Ireland's National Library provided a wealth of information about the man. The researcher found a letter from Charles Darwin to Dr Sigerson and a booklet by him on the treatment of political prisoners that was published by the Suffragettes.
But the true turning point was a meeting with Sigerson's grand daughter, Eibhlin Humphreys, who produced photographs and letters and an old scrawled manuscript written by her mother, Hester Sigerson, full of childhood memories that put flesh on the bones of the man.
"Those 20 pages of badly-typed text became the core that I worked on.
"The book started with my curiosity. I wanted to pass the information on to the family. But then I told his granddaughter, Eibhlin, I would do something to remember him."
Ken McGilloway's brother, Olly - a nature lover, writer and television presenter who has since died - also helped bring the book to fruition.
"I wrote 20 A4 pages a week and he took them and went through them for me. In this way the first draft was hammered out."
Over the years, Ken McGilloway has amassed "a better collection of Sigerson books than the National Library".
Writers and historians Joe Martin, John Dooher and Donal McAnallen helped him put his book together, contributing information and editing.
It is a book about a life lived to the full - a genius of a man who gave so much.
It was fitting that, at the age of 86, Sigerson should preside at the very first meeting of the Irish Senate.
It is equally fitting that he played a part in choosing what would become Ireland's national symbol, the harp.
"The harp is the outstanding symbol of the nation - A symbol recognised throughout the world. It is on every passport and on every government paper and Sigerson's hand was on that," said Mr McGilloway.

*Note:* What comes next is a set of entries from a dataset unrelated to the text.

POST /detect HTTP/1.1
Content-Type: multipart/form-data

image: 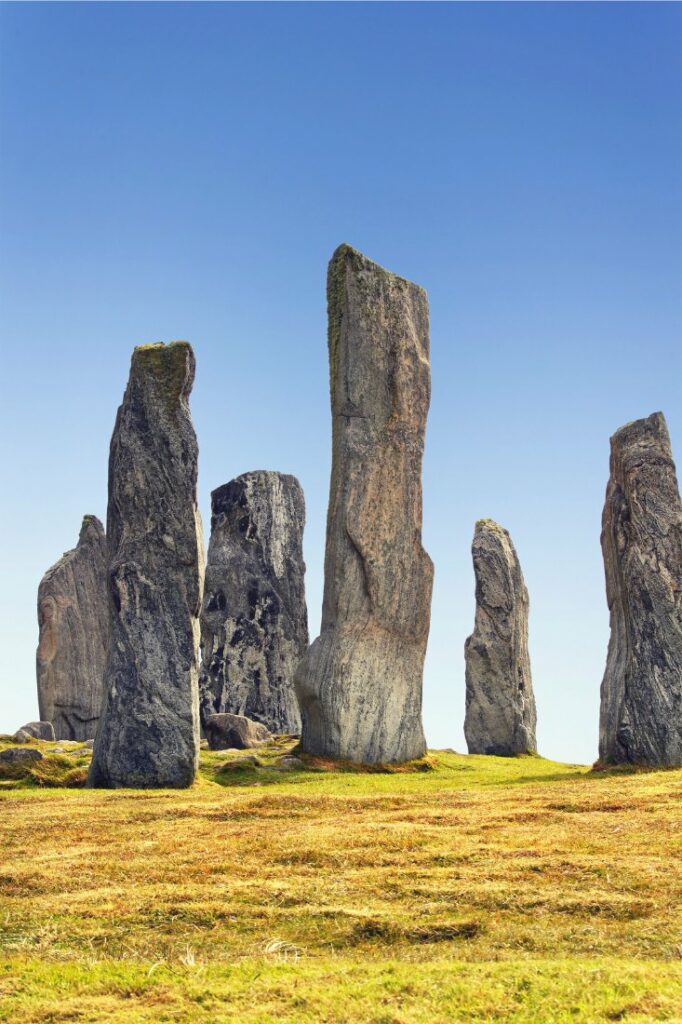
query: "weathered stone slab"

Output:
[14,722,56,743]
[88,341,204,787]
[36,515,109,739]
[205,714,271,751]
[296,245,433,764]
[200,470,308,734]
[599,413,682,766]
[464,519,537,757]
[0,746,43,765]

But the book is also about the small details - uncovered over the years of painstaking research.
Like the note written by James Joyce to his future wife, Nora Barnacle: "I hope you haven't that horrible pain this morning. Go out and see old Dr Sigerson and get him to prescribe for you."
Ken McGilloway's book, "George Sigerson, Poet, Patriot, Scientist and Scholar," from the Ulster Historical Foundation is published by Stair Uladh. Book launches will be held at the Council Offices, Strabane, at 1900 GMT on 28 February; Cardinal O' Fiach Library, Armagh at 1930 GMT on Tuesday 1 March; National Library, Dublin, on Wednesday 2 March at 1530 GMT and at the Verbal Arts Centre, Bishop Street, Derry at 1900 GMT on Friday 4 March.